I was having similar problems using the Computer Vision API which uses a similar Curl command.

I think I solved the problem and probably it is the same in your case. The manual page in the microsoft web page is misleading for the case where I want to upload a file from my local (from my own laptop). It says that the last option should be --data-ascii “{body}” .However the last option of the curl command should be --data-binary “{body}”.

So, for your case I guess the last option should be --data-binary “@/tmp/saraiyhw.jpg” instead of --data “@/tmp/saraiyhw.jpg”.

The @ sign is necessary because it tells to Curl to find the file at that location and send it solely as binary formated.

I hope this helps!

I think Microsoft end point is incorrect even in their own documentation… Try it here https://westus.api.cognitive.microsoft.com/face/v1.0/

Rob,
Did you get your Google tensorflow face recognition working? Can you share your code and experiences?

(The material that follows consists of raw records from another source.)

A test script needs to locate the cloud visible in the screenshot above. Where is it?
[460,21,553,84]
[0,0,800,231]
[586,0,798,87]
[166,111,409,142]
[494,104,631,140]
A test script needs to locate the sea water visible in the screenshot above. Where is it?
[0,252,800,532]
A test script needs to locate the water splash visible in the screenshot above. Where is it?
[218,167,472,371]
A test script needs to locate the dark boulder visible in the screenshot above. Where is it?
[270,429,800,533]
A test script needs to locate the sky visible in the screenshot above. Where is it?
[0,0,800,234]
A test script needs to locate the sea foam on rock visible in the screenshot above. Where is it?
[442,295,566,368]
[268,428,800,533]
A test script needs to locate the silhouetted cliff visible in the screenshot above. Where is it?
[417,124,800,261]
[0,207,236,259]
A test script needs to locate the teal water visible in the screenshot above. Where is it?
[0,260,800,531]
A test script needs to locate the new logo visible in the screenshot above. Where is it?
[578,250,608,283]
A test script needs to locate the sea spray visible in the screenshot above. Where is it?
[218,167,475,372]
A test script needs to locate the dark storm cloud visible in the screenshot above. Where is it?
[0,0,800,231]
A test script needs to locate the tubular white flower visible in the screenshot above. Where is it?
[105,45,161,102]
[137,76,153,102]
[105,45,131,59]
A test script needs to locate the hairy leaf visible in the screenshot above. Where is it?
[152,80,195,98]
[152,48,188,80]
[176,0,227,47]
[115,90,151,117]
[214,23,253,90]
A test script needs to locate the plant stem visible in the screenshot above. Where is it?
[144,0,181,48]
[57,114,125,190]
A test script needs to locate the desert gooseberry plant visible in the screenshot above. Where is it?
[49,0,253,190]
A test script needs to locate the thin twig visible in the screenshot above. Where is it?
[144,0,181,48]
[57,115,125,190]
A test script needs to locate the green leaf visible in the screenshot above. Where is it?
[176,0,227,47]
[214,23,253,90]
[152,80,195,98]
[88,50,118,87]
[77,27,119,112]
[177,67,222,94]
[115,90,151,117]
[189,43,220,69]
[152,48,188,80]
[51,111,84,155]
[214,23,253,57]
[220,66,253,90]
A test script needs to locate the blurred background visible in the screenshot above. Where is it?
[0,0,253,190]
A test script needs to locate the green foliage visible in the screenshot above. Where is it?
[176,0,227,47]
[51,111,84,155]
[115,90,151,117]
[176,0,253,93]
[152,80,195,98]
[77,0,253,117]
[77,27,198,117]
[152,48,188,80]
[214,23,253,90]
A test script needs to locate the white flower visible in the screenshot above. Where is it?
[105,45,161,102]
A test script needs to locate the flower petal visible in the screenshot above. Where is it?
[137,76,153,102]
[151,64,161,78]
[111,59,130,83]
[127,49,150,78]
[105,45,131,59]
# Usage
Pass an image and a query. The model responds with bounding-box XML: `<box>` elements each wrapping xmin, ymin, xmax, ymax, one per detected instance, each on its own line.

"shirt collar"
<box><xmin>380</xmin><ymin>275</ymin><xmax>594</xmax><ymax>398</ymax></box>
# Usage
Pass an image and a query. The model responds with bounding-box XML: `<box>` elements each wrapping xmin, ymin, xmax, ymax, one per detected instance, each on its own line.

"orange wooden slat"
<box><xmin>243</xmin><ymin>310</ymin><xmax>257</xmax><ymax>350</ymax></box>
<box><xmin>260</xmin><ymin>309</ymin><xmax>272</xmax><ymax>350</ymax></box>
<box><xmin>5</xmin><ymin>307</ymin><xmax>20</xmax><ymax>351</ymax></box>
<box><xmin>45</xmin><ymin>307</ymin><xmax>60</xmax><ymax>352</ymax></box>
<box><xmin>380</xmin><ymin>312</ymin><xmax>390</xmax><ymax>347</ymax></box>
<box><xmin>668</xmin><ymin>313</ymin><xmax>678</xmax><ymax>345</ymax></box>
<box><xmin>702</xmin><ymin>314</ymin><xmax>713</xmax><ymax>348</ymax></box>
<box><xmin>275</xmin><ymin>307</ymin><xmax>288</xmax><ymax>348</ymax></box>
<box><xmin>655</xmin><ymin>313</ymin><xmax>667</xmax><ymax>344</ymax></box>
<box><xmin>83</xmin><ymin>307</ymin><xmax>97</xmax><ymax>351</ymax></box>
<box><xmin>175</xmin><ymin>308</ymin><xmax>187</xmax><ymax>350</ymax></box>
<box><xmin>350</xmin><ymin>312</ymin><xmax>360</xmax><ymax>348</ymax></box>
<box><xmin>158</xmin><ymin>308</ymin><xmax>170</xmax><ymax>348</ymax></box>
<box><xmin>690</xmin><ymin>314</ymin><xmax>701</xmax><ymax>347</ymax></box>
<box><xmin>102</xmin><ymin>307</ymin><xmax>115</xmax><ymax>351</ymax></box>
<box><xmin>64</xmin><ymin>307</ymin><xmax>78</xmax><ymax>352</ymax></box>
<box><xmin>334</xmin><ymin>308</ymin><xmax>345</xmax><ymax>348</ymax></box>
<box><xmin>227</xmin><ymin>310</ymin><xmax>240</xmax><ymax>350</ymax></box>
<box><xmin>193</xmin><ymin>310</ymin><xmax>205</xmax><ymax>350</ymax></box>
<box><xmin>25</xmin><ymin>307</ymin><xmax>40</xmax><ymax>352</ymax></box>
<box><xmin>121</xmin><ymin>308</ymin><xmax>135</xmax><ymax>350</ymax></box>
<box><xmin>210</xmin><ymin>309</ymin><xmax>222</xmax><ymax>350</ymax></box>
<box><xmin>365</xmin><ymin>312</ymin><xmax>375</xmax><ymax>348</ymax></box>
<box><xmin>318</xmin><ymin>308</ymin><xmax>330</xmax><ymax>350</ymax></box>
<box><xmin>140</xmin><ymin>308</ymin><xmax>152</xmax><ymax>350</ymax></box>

Thank you for this great post. What was the reason you ran out of API Calls?
Where you processing images or video?

30 per minute sounds like a LOT of calls. My naive guess at this moment is that once you detect motion , you take 2-3 pics and process them. Most of the day, there is no motion in the house.

how did you get those 30 calls per minute? why do you need to process so many requests?

What are you using now? Did you do another post on OpenCV or other image processing API?
I am about to start on this path, so would be great to get your feedback on where did you wind up.